How can voltage fluctuations affect equipment?
Voltage fluctuations, such as sags and swells, can cause equipment malfunctions, premature wear and tear, data corruption, and production interruptions. Sensitive electronic devices are particularly vulnerable to voltage fluctuations.
What are harmonics, and why are they a concern?
Harmonics are unwanted frequency components that result from non-linear loads in electrical systems. Harmonic distortion can lead to overheating of equipment, reduced system efficiency, and interference with sensitive electronic devices.
How can power quality be improved?
Power quality can be improved through various measures such as power factor correction, harmonic filtering, voltage regulation, proper grounding and shielding practices, and adherence to power quality standards and regulations.
How can power quality issues be identified?
Power quality issues can be identified through continuous monitoring of voltage, current, harmonics, and other parameters. Power quality monitoring systems provide valuable data for analyzing and troubleshooting power quality problems.
Are there standards and regulations for power quality?
Yes, there are international standards and regulations that govern power quality, such as IEEE 519, IEC 61000 series, and EN 50160. Compliance with these standards ensures acceptable power quality levels and promotes reliable operation of electrical systems.
How can businesses and industries address power quality concerns?

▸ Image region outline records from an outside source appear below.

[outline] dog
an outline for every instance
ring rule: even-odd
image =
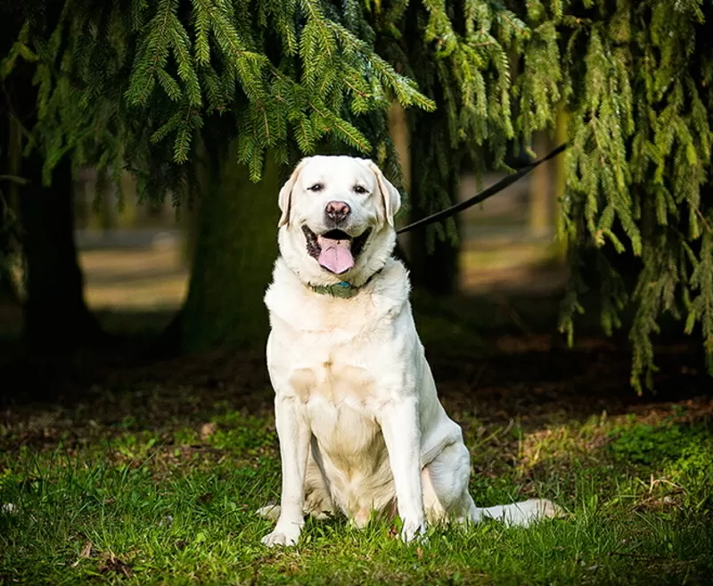
[[[427,524],[527,525],[549,500],[479,508],[470,454],[446,414],[392,257],[401,196],[372,161],[303,159],[280,190],[280,255],[265,295],[267,367],[282,461],[266,546],[295,545],[305,515],[356,527],[397,513],[405,542]]]

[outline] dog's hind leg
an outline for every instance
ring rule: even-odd
[[[509,505],[479,508],[468,491],[471,457],[461,442],[447,446],[423,469],[429,483],[423,485],[426,515],[437,520],[444,514],[461,523],[479,523],[483,518],[502,521],[507,525],[527,526],[538,519],[558,516],[561,509],[545,499],[531,499]]]

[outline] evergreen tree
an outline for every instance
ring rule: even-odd
[[[620,325],[624,308],[635,312],[635,387],[654,370],[652,339],[665,312],[701,332],[713,371],[709,3],[65,0],[58,22],[47,21],[44,4],[25,3],[26,26],[4,70],[18,58],[37,64],[33,136],[45,172],[70,154],[75,165],[125,166],[152,197],[170,190],[186,200],[203,186],[213,222],[231,221],[217,177],[235,161],[242,177],[257,181],[265,169],[268,179],[238,179],[236,197],[251,217],[261,202],[269,216],[280,169],[301,153],[368,154],[398,182],[385,114],[393,100],[415,107],[411,184],[421,214],[450,202],[463,161],[504,168],[508,144],[527,146],[565,112],[572,146],[560,235],[573,274],[562,330],[571,337],[586,281],[580,260],[594,247],[604,328]],[[243,232],[234,224],[202,256],[197,245],[199,301],[189,295],[188,323],[201,323],[209,298],[225,316],[236,295],[257,289],[220,287],[213,276],[213,293],[201,294],[217,243],[240,242],[236,273],[267,266]],[[455,240],[455,224],[428,238],[439,235]],[[638,259],[633,276],[618,273],[612,252]],[[189,337],[202,339],[199,346],[227,341],[258,305],[256,296],[222,332]]]

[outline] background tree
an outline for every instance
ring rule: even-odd
[[[213,219],[206,221],[222,219],[220,229],[199,230],[182,317],[186,347],[264,331],[264,318],[251,318],[265,315],[262,289],[240,279],[266,275],[273,252],[261,243],[265,257],[245,253],[258,250],[239,217],[248,212],[228,207],[238,204],[217,189],[233,153],[239,197],[260,221],[275,213],[280,169],[300,153],[368,153],[397,179],[385,114],[396,99],[424,111],[410,118],[418,214],[455,196],[462,161],[503,167],[508,144],[553,131],[563,111],[572,147],[560,235],[573,271],[561,329],[571,337],[579,297],[596,281],[607,332],[633,310],[635,386],[654,368],[652,336],[665,312],[685,318],[686,331],[701,329],[713,368],[709,4],[66,0],[59,22],[35,10],[43,4],[26,4],[9,62],[29,53],[37,64],[35,136],[45,174],[65,154],[116,173],[125,165],[142,194],[200,192]],[[266,157],[275,162],[266,173]],[[243,180],[263,175],[262,183]],[[457,235],[447,223],[428,238],[438,232]],[[215,248],[233,242],[221,259]],[[622,265],[617,252],[625,251],[637,260]],[[596,279],[581,269],[586,255]],[[201,322],[206,316],[225,319]]]
[[[58,13],[53,8],[47,10],[49,18]],[[12,45],[13,36],[22,26],[19,6],[4,4],[0,15],[0,43],[4,54],[10,54],[0,70],[0,156],[4,173],[13,177],[11,185],[4,182],[2,186],[0,221],[4,229],[0,251],[5,257],[2,281],[15,288],[12,275],[6,270],[7,257],[20,246],[25,268],[23,334],[27,349],[33,355],[64,355],[82,343],[96,344],[103,340],[84,299],[74,243],[70,161],[61,157],[48,165],[43,152],[37,149],[29,156],[20,156],[30,132],[41,120],[36,105],[38,92],[33,83],[35,57],[21,43]],[[15,62],[20,53],[28,59]]]

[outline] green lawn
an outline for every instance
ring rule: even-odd
[[[340,518],[308,521],[297,549],[270,550],[259,538],[271,523],[253,513],[278,496],[269,389],[252,389],[242,400],[249,408],[235,410],[234,386],[176,380],[117,383],[70,407],[5,414],[0,583],[679,584],[713,577],[709,400],[580,417],[561,409],[570,397],[497,414],[490,391],[469,397],[447,384],[447,407],[472,454],[476,502],[537,494],[555,499],[566,518],[529,529],[494,522],[434,528],[414,546],[395,539],[387,522],[359,532]],[[524,415],[530,411],[537,415]]]

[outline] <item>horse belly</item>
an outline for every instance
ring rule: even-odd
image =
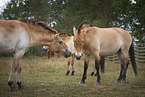
[[[122,43],[120,42],[119,44],[111,44],[100,47],[100,56],[111,56],[116,54],[121,48],[121,45]]]

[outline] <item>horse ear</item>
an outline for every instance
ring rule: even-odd
[[[73,26],[73,32],[74,32],[74,34],[75,34],[75,32],[76,32],[76,28]]]
[[[55,38],[57,38],[57,36],[59,36],[59,34],[55,34]]]
[[[81,30],[83,32],[83,34],[85,35],[87,32],[87,27]]]

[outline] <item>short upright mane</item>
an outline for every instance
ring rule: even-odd
[[[42,21],[37,21],[36,19],[33,19],[33,20],[28,20],[28,19],[21,19],[19,18],[18,19],[19,21],[22,21],[22,22],[25,22],[25,23],[32,23],[33,25],[39,25],[41,26],[42,28],[46,29],[46,30],[49,30],[50,32],[54,33],[54,34],[57,34],[57,30],[49,27],[46,23],[42,22]]]
[[[72,34],[66,32],[59,32],[59,36],[67,37],[67,36],[72,36]]]
[[[82,21],[82,23],[79,24],[78,26],[78,33],[80,33],[80,30],[83,28],[83,25],[85,24],[85,27],[93,27],[94,25],[90,23],[89,21]]]

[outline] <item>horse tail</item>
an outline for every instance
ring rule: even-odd
[[[133,45],[133,43],[130,46],[129,55],[130,55],[130,60],[131,60],[131,64],[132,64],[132,67],[133,67],[134,74],[135,74],[135,76],[137,76],[137,67],[136,67],[136,62],[135,62],[135,54],[134,54],[134,45]]]

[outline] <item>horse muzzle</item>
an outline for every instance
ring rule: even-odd
[[[79,52],[79,53],[76,52],[75,57],[77,60],[80,60],[81,56],[82,56],[81,52]]]
[[[76,56],[76,59],[77,59],[77,60],[80,60],[80,59],[81,59],[81,56],[79,56],[79,57],[78,57],[78,56]]]
[[[71,56],[71,51],[70,51],[70,49],[68,49],[68,48],[65,49],[63,54],[64,54],[64,57],[65,57],[65,58],[70,57],[70,56]]]

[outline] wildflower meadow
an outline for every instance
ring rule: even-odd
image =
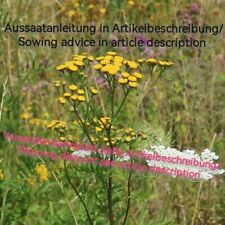
[[[0,0],[0,225],[224,225],[224,12]]]

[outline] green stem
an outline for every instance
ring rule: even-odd
[[[114,117],[116,117],[116,116],[119,114],[120,110],[122,109],[122,107],[123,107],[123,105],[124,105],[124,102],[125,102],[125,100],[126,100],[128,94],[129,94],[129,90],[126,92],[126,94],[125,94],[125,96],[124,96],[124,98],[123,98],[123,101],[122,101],[122,103],[120,104],[120,106],[119,106],[117,112],[115,113]]]
[[[127,181],[127,192],[128,192],[127,209],[126,209],[126,214],[125,214],[125,217],[124,217],[123,225],[126,224],[128,213],[129,213],[129,209],[130,209],[130,201],[131,201],[130,182],[131,182],[131,175],[132,175],[132,163],[133,163],[133,161],[131,159],[131,169],[130,169],[129,177],[128,177],[128,181]]]
[[[90,213],[88,211],[88,208],[84,202],[84,200],[82,199],[81,195],[79,194],[79,192],[77,191],[76,187],[73,185],[72,181],[70,180],[70,177],[68,175],[68,171],[67,171],[67,167],[66,167],[66,162],[64,161],[64,171],[65,171],[65,174],[66,174],[66,178],[69,182],[69,184],[71,185],[71,187],[73,188],[73,190],[75,191],[76,195],[78,196],[78,198],[80,199],[84,209],[85,209],[85,212],[87,214],[87,218],[88,218],[88,222],[90,225],[93,225],[93,222],[92,222],[92,219],[91,219],[91,216],[90,216]]]

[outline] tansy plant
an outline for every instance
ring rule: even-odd
[[[127,60],[115,52],[107,52],[106,55],[98,57],[89,54],[74,55],[71,60],[56,67],[59,79],[54,81],[58,93],[56,101],[65,109],[70,120],[41,120],[32,118],[29,111],[21,115],[32,125],[44,125],[56,131],[61,141],[89,142],[96,148],[91,155],[86,154],[87,151],[82,149],[73,154],[80,157],[95,157],[99,162],[103,159],[110,162],[108,167],[101,167],[100,163],[80,165],[64,160],[66,178],[81,201],[90,225],[94,224],[94,215],[102,211],[106,212],[104,224],[106,220],[110,225],[126,224],[131,205],[132,171],[128,171],[128,178],[126,178],[127,201],[124,206],[121,206],[116,203],[113,196],[118,195],[114,191],[115,188],[122,188],[123,184],[116,182],[113,178],[118,170],[111,166],[113,161],[121,160],[121,157],[110,151],[107,154],[101,154],[99,150],[107,147],[108,149],[121,148],[124,152],[134,151],[140,147],[140,143],[143,144],[148,140],[149,134],[146,130],[126,127],[128,121],[121,121],[120,114],[125,109],[129,96],[132,98],[132,104],[139,104],[140,100],[133,98],[133,92],[143,91],[147,84],[153,85],[172,64],[172,62],[154,58]],[[68,152],[71,154],[71,149],[68,149]],[[139,159],[131,157],[122,157],[122,160],[129,160],[131,165],[137,161],[140,163]],[[94,212],[88,207],[87,201],[72,181],[72,174],[68,172],[69,168],[74,167],[76,171],[81,169],[88,174],[95,174],[95,180],[99,180],[102,184],[104,191],[96,190],[99,204],[96,203]],[[35,169],[41,180],[48,179],[46,168],[39,165]],[[85,182],[85,179],[81,180]],[[106,193],[106,199],[104,199],[104,193]],[[100,206],[97,207],[98,205]],[[100,208],[99,212],[96,212],[97,208]]]
[[[142,88],[146,80],[150,79],[154,83],[172,64],[153,58],[127,60],[115,52],[107,52],[106,55],[99,57],[89,54],[74,55],[72,60],[56,67],[61,78],[54,81],[58,92],[58,104],[71,113],[71,121],[54,120],[48,123],[47,127],[56,130],[63,141],[77,141],[78,137],[74,134],[73,127],[79,125],[82,132],[78,140],[87,138],[90,144],[96,146],[96,152],[92,152],[92,156],[100,161],[103,158],[110,162],[116,160],[115,155],[101,155],[98,150],[104,146],[111,149],[120,147],[124,151],[133,150],[138,147],[138,143],[148,138],[146,132],[124,127],[126,121],[119,122],[118,116],[126,100],[132,92],[138,91],[139,87]],[[133,162],[134,159],[130,160]],[[89,224],[94,224],[87,203],[69,176],[67,163],[64,161],[66,177],[83,204]],[[107,193],[105,211],[109,223],[113,225],[116,221],[122,221],[122,224],[126,224],[131,201],[131,170],[128,176],[126,210],[122,218],[117,218],[113,209],[115,168],[109,166],[99,169],[96,165],[86,165],[86,167],[96,174],[105,188]]]

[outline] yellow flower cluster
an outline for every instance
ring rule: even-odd
[[[27,182],[30,184],[30,185],[34,185],[35,184],[35,178],[31,175],[29,175],[28,179],[27,179]]]
[[[56,84],[60,81],[55,81]],[[78,87],[75,84],[70,84],[67,89],[64,87],[64,93],[63,96],[58,98],[58,101],[61,104],[66,104],[67,101],[69,101],[71,104],[73,102],[85,102],[86,96],[88,93],[91,94],[91,96],[98,94],[98,90],[95,87],[90,87],[89,92],[86,92],[84,89]]]
[[[48,169],[44,164],[36,165],[35,171],[41,182],[48,180]]]
[[[119,77],[116,77],[118,83],[126,85],[127,88],[136,88],[138,81],[143,77],[136,70],[139,66],[137,62],[126,60],[118,56],[116,52],[107,52],[105,56],[97,57],[96,61],[98,63],[93,66],[93,69],[106,76],[119,75]]]
[[[67,123],[60,120],[52,120],[50,123],[46,125],[47,128],[50,129],[65,129],[67,127]]]
[[[93,61],[94,57],[88,54],[74,55],[73,60],[66,61],[64,64],[57,66],[56,70],[58,71],[68,70],[68,71],[76,72],[80,68],[83,68],[85,66],[86,60]]]
[[[20,118],[23,119],[23,120],[28,120],[28,119],[31,118],[31,117],[32,117],[32,114],[29,113],[29,112],[23,112],[23,113],[21,113],[21,115],[20,115]]]
[[[105,128],[110,126],[112,119],[110,117],[104,116],[99,120],[94,118],[93,121],[96,124],[95,131],[102,132]]]

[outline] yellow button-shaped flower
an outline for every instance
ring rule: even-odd
[[[116,55],[116,52],[107,52],[107,55]]]
[[[75,66],[75,65],[69,65],[69,66],[68,66],[68,69],[71,70],[71,71],[73,71],[73,72],[75,72],[75,71],[78,70],[78,67]]]
[[[64,93],[64,97],[70,97],[70,96],[71,96],[71,94],[69,92]]]
[[[134,76],[137,77],[138,79],[141,79],[143,77],[143,75],[140,73],[134,73]]]
[[[84,94],[84,90],[83,90],[83,89],[79,89],[79,90],[77,91],[77,93],[78,93],[79,95],[83,95],[83,94]]]
[[[92,94],[94,95],[98,94],[98,90],[96,88],[91,87],[90,90]]]
[[[65,65],[59,65],[56,67],[56,70],[64,70],[66,68]]]
[[[83,95],[79,95],[77,99],[80,102],[84,102],[86,100],[86,98]]]
[[[82,61],[74,61],[74,64],[76,64],[77,66],[83,66],[84,63]]]
[[[93,57],[92,55],[89,55],[89,56],[87,57],[87,59],[88,59],[89,61],[93,61],[93,60],[94,60],[94,57]]]
[[[63,97],[59,97],[58,100],[59,100],[59,102],[60,102],[61,104],[65,104],[65,103],[66,103],[66,99],[63,98]]]
[[[120,78],[120,79],[118,80],[118,82],[119,82],[120,84],[126,84],[126,83],[128,82],[128,80],[127,80],[127,79],[124,79],[124,78]]]
[[[130,76],[130,74],[128,72],[122,72],[122,76],[124,78],[128,78]]]
[[[149,63],[152,63],[152,64],[157,64],[158,63],[157,60],[154,59],[154,58],[147,59],[146,61],[149,62]]]
[[[102,131],[102,128],[101,128],[101,127],[96,127],[96,128],[95,128],[95,131],[96,131],[96,132],[101,132],[101,131]]]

Businesses and industries can address power quality concerns by collaborating with electrical utilities, consulting power quality experts, implementing mitigation techniques, conducting regular maintenance, and investing in quality electrical equipment.
What are the benefits of maintaining good power quality?
Maintaining good power quality results in improved equipment performance, extended equipment lifespan, reduced downtime, energy savings, lower maintenance costs, and increased productivity and operational efficiency.